Voluntary Self Identification Data - US

 
Sex and Race/Ethnicity

NH is committed to building a workforce that is as diverse as the communities we serve. Hiring people with different backgrounds and experiences helps us build better products, better serve our users, and build a diverse and inclusive workplace. 

In addition to the information required to consider your candidacy we invite you to voluntarily provide your gender and race/ethnicity. This information ensures we meet certain regulatory reporting obligations and also further supports the development, refinement, and execution of our diversity efforts and programs. Information will be kept confidential, used only for legitimate business purposes, and will never be used in making any employment decisions, including hiring decisions. 

 

Race & Ethnicity Definitions 
  • Asian: a person having origins in any of the original peoples of the Far East, Southeast Asia, or the Indian subcontinent, including, for example, Cambodia, China, India, Japan, Korea, Malaysia, Pakistan, the Philippine Islands, Thailand, and Vietnam.
  • Black or African American: a person having origins in any of the black racial groups of Africa.
  • Hispanic or Latino: a person of Cuban, Mexican, Puerto Rican, South or Central American, or other Spanish culture or origin, regardless of race.
  • Native American or Alaska Native: a person having origins in any of the original peoples of North and South America (including Central America), and who maintains a tribal affiliation or community attachment.
  • Native Hawaiian or Other Pacific Islander: a person having origins in any of the original peoples of Hawaii, Guam, Samoa, or other Pacific Islands.
  • White: a person having origins in any of the original peoples of Europe, the Middle East, or North Africa. 
 

 

Protected Veteran Status 

At NH we value your military service. We collect two types of self-identification information for Veterans, "Protected Veteran" and "Other Veteran". NH is subject to the Vietnam Era Veterans' Readjustment Assistance Act of 1974, as amended (the “Act”), which requires government contractors to take affirmative action to employ and advance in employment: 

  1. Disabled veterans
  2. Recently separated veterans
  3. Active duty wartime or campaign badge veterans
  4. Armed Forces service medal veterans.

If you have served in the military but you do not fall into one of these categories or have served in another country's military, you may identify as "Other Veteran". Information will be kept confidential, used only for legitimate business purposes, and will never be used in making any employment decisions. 

 

 

Disability 
 
Why are you being asked to complete this form? 


We are a federal contractor or subcontractor.
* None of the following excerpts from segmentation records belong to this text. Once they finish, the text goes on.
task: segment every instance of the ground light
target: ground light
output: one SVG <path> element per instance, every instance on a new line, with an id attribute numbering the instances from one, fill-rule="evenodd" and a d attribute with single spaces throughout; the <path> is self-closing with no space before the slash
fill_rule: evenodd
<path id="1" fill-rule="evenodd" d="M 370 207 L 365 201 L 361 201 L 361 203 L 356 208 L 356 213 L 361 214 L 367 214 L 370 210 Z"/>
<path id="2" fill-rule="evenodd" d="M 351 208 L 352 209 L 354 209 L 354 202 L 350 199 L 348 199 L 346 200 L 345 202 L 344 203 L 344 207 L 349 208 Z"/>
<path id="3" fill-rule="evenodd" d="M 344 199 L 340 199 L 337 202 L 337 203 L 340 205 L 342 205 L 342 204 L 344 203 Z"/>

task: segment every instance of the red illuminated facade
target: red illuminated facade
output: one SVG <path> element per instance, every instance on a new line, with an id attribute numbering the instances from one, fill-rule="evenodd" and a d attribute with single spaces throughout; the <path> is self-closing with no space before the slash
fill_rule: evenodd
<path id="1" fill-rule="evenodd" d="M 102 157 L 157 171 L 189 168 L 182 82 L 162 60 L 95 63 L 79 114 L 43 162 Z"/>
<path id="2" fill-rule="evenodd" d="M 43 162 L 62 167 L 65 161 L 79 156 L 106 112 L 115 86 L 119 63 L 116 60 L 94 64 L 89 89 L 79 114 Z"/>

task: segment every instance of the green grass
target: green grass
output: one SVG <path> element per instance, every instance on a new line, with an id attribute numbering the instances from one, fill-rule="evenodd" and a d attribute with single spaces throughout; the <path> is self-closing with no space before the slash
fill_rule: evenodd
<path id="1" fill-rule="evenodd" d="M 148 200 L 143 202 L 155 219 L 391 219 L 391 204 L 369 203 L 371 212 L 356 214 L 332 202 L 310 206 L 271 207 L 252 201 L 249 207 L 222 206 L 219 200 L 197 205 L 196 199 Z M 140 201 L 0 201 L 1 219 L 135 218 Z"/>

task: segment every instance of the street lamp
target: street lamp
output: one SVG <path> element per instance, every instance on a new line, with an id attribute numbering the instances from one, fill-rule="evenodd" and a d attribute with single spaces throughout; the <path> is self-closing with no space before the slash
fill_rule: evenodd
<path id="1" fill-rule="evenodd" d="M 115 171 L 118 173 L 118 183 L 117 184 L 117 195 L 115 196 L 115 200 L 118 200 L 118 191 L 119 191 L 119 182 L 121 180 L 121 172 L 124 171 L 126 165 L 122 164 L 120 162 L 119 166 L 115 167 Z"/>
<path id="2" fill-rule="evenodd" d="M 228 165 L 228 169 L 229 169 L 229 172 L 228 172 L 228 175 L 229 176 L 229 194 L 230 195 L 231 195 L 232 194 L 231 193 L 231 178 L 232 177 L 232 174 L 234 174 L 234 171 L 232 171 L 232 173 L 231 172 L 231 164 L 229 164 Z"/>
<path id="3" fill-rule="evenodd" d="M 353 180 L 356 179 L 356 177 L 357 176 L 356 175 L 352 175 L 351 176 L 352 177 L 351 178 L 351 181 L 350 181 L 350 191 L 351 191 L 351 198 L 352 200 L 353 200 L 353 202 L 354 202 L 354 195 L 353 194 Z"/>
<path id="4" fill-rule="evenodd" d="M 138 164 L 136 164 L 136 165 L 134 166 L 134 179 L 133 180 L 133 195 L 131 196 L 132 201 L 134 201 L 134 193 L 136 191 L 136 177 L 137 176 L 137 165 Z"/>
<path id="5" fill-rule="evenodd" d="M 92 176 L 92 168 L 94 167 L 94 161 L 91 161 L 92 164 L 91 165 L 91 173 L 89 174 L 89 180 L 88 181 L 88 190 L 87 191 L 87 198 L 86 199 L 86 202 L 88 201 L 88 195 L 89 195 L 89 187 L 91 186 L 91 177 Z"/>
The law requires us to provide equal employment opportunity to qualified people with disabilities.  

Completing this form is voluntary, and we hope that you will choose to do so. Your answer is confidential. No one who makes hiring decisions will see it. Your decision to complete the form and your answer will not harm you in any way. If you want to learn more about the law or this form, visit the U.S. Department of Labor’s Office of Federal Contract Compliance Programs (OFCCP) website at www.dol.gov/ofccp. 

 
How do I know if I have a disability? 


A disability is a condition that substantially limits one or more of your “major life activities.” If you have or have ever had such a condition, you are a person with a disability. Disabilities include, but are not limited to: 

  • Alcohol or other substance use disorder (not currently using drugs illegally) 

  • Autoimmune disorder, for example, lupus, fibromyalgia, rheumatoid arthritis, or HIV/AIDS 

  • Blind or low vision 

  • Cancer (past or present) 

  • Cardiovascular or heart disease 

  • Celiac disease 

  • Cerebral palsy 

  • Deaf or serious difficulty hearing 

  • Diabetes 

  • Disfigurement, for example, disfigurement caused by burns, wounds, accidents, or congenital disorders 

  • Epilepsy or other seizure disorder 

  • Gastrointestinal disorders, for example, Crohn's Disease, or irritable bowel syndrome 

  • Intellectual or developmental disability 

  • Mental health conditions, for example, depression, bipolar disorder, anxiety disorder, schizophrenia, PTSD 

  • Missing limbs or partially missing limbs 

  • Mobility impairment, benefiting from the use of a wheelchair, scooter, walker, leg brace(s) and/or other supports 

  • Nervous system condition for example, migraine headaches, Parkinson’s disease, or Multiplesclerosis (MS) 

  • Neurodivergence, for example, attention-deficit/hyperactivity disorder (ADHD), autism spectrum disorder, dyslexia, dyspraxia, other learning disabilities 

  • Partial or complete paralysis (any cause) 

  • Pulmonary or respiratory conditions, for example, tuberculosis, asthma, emphysema 

  • Short stature (dwarfism) 

  • Traumatic brain injury 

Form CC-305
OMB Control Number 1250-0005
Expires 4/30/2026

PUBLIC BURDEN STATEMENT: According to the Paperwork Reduction Act of 1995 no persons are required to respond to a collection of information unless such collection displays a valid OMB control number. This survey should take about 5 minutes to complete.